Václav Tvrdý, 31 years old
Václav Tvrdý, 31 years old
photo: Witness archive

Václav Tvrdý was born on 10 July 1953 in Vroutek, Lounsko. His mother, Eleonora Tvrdá, née Klímová, came from a mixed Czech-German family in Vroutek. After the war, part of the family was deported to Germany. His father, Václav Tvrdý, was born in Pšov near Žlutice and also came from a mixed family. He came to Vroutek to work as a quarry worker. During the war, he had to enlist in the German army, from which he eventually deserted to the USA. After returning to Czechoslovakia, he had to join the Czechoslovak army or risk imprisonment. Eleonora Tvrdá was forced to work in Louny during the war. After her return, she witnessed the tragedies of the deportation of the German inhabitants of Vroutek. Václav Tvrdý himself had German nationality on his birth certificate and ID card. He finished primary school in Vroutek. Later, he was apprenticed in Louny and worked as a bricklayer at Military Constructions.

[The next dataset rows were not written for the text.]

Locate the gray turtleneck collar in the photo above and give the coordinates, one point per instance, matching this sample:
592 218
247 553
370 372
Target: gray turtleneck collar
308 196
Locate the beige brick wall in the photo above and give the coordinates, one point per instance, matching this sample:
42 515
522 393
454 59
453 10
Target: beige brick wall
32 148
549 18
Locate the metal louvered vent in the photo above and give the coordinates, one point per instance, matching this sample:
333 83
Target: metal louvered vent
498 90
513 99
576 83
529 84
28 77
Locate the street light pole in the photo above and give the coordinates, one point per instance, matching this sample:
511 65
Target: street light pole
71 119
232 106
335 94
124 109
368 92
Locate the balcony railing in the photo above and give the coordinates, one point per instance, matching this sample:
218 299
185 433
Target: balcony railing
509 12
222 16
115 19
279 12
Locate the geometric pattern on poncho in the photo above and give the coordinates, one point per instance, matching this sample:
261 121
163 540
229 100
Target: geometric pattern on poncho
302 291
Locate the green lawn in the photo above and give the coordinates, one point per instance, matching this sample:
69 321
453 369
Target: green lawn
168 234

Soldiers of the Soviet garrison of the Doupov military area knocked him off his motorcycle with a truck. He never received compensation for the injuries he sustained. He worked as a bricklayer until the Revolution, earning extra money in the summer by working on a combine harvester. In the 1960s, he visited his uncle in Germany. In the seventies he got married, his wife Marcela came from Valeč. In 1975, his daughter Monika was born. After the revolution in 1989, he worked as a crane operator. He later retired. In 2024, he lived in Lubenec.